かくれキリシタン

 副題は「長崎・五島・平戸・天草をめぐる旅」。読んでみて、私の隠れキリシタンに対する知識が、話にならないほどなまくらだったことに気付かされて猛省。一般常識として、幕府が長崎奉行を派遣して直轄地としていた現長崎市内や、追及の厳しかった大村藩から、佐賀藩の領内に逃れれば、潜伏しながらも何とか命脈を保ちつつ信仰を続けることが出来たという程度の知識はあったが、それ以上の見識はなかったので、かなり勉強になった。著者の後藤真樹氏に感謝。

 地域柄といっていいのか、うちの町内にも名もなきキリシタンの墓がある。長崎方面のウォーキングに参加すると、特に島原や平戸などでは、十字架の刻まれた墓を目にすることがあるが、それらも当然キリシタンのもの。私が一番勘違いしていたのは、ルーツが同じだから、江戸期に潜伏キリシタンとして活動していた人たちの子孫は、禁教令が解かれてから、全員大手を振ってカソリック信徒になったんだろうと思い込んでいた点。潜伏キリシタン、隠れキリシタンという言葉は、外部の者が作った言葉で、当事者たちは「古キリシタン」を名乗ることが多く、長い潜伏期間の間に、隠れ蓑にしてきた神道や仏教と混ざりあい、どちらかというとブードゥーのような土着宗教となっていたことから、カソリックに改宗するということは「復帰」と捉えられ、古キリシタンを守る一派と、復帰組の間で、悶着などもあったらしい。

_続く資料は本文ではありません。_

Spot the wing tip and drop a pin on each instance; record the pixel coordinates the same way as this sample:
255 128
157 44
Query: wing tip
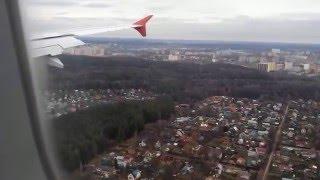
140 25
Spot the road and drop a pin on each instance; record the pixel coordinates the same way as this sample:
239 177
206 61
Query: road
275 144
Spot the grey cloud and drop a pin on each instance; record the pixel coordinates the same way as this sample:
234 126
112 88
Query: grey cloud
54 2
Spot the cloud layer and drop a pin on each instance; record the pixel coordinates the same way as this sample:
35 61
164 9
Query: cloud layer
241 20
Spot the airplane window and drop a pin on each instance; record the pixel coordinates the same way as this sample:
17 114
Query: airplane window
177 89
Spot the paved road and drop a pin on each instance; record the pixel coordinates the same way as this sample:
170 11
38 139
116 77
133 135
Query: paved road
275 143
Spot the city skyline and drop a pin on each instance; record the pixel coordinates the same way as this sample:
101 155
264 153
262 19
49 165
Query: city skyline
246 20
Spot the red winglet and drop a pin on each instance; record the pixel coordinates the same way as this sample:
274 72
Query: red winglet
141 25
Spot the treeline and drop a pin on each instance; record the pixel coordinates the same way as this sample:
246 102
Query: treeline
80 136
184 82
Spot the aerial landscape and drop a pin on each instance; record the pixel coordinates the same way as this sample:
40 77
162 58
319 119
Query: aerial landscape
169 109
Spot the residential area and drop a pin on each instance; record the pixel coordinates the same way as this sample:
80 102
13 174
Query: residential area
218 138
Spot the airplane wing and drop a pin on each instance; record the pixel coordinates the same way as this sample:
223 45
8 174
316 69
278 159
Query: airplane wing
50 45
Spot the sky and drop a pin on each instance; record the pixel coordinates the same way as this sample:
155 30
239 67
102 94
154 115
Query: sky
226 20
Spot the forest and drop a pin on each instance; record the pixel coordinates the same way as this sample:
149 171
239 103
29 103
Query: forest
184 82
82 135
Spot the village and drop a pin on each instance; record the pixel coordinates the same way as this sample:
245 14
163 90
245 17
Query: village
217 138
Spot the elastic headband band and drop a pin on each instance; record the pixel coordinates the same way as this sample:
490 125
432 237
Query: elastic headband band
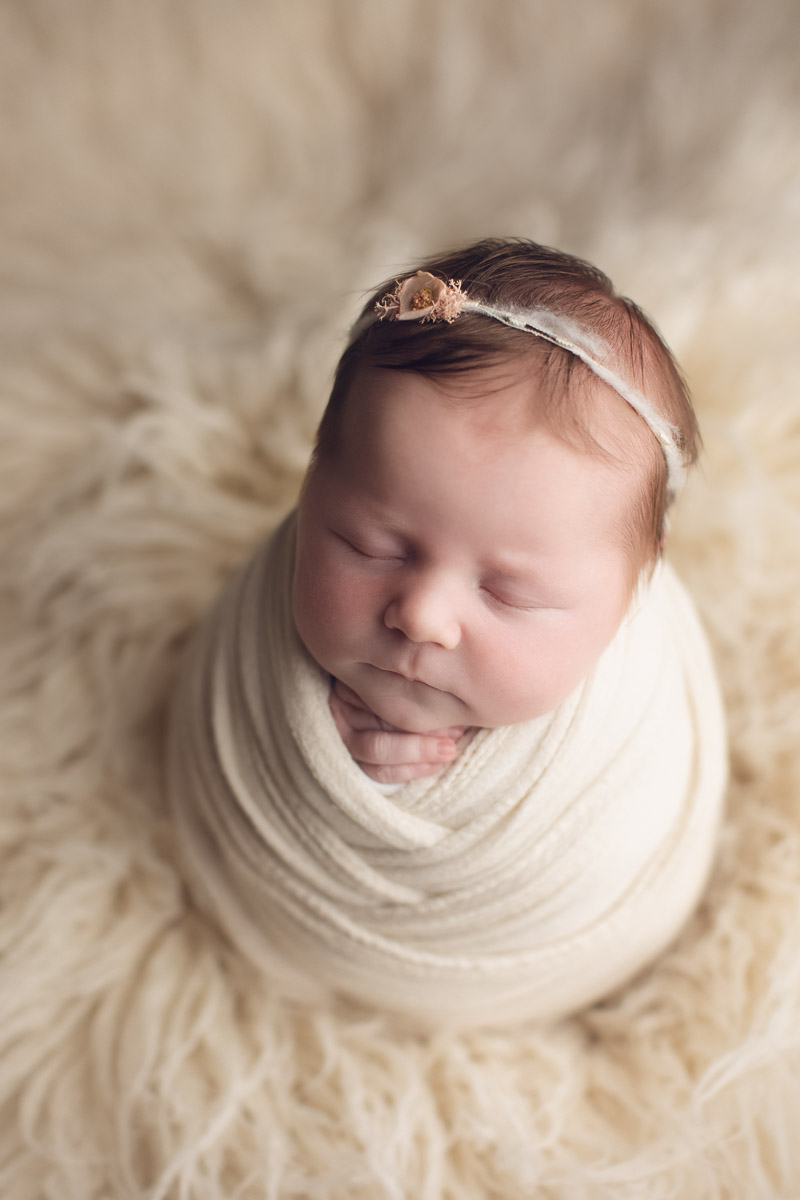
422 297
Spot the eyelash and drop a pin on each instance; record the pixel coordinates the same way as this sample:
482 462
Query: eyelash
364 553
492 597
507 604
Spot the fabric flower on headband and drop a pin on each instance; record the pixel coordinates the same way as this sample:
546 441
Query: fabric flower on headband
422 297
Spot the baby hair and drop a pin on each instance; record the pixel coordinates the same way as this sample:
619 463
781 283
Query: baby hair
521 276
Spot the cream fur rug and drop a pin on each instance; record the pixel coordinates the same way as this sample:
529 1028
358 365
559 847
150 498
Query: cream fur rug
187 190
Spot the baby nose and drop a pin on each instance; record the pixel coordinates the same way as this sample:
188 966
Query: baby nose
423 612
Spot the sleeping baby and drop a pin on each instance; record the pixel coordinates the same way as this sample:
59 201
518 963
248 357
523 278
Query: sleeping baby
451 743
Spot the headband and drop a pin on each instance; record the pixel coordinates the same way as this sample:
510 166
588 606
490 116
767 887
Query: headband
426 298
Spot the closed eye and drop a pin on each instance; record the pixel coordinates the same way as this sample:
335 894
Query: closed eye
361 552
497 600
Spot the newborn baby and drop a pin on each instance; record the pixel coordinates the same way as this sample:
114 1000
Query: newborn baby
469 606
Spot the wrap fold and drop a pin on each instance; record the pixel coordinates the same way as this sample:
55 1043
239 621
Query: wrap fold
541 869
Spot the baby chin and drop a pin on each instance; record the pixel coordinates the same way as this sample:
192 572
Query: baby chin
409 705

 禁教令が厳しくなった一つの理由に、改宗した領主の庇護のもとで暴徒化したキリシタンが、神社仏閣を焼き討ちしたり、ご本尊やご神体を破壊したりという暴虐行為を行ったという経緯もあるんだが、その点にもきちんと言及してあって、視点も公平。

 踏み絵に関しても、「信者は新しい草鞋を履いて絵を踏み、帰宅した後それを煎じて飲んだ」なんて、教科書では教わらないしね。当時のキリシタン、意外にしたたか。

 一時資料を確認していないため言及は避けるが、バスチャン関連でかなり興味深い発見もあった。コロナが落ち着いたら、外海や平戸をまわっていろいろと確認してみたい。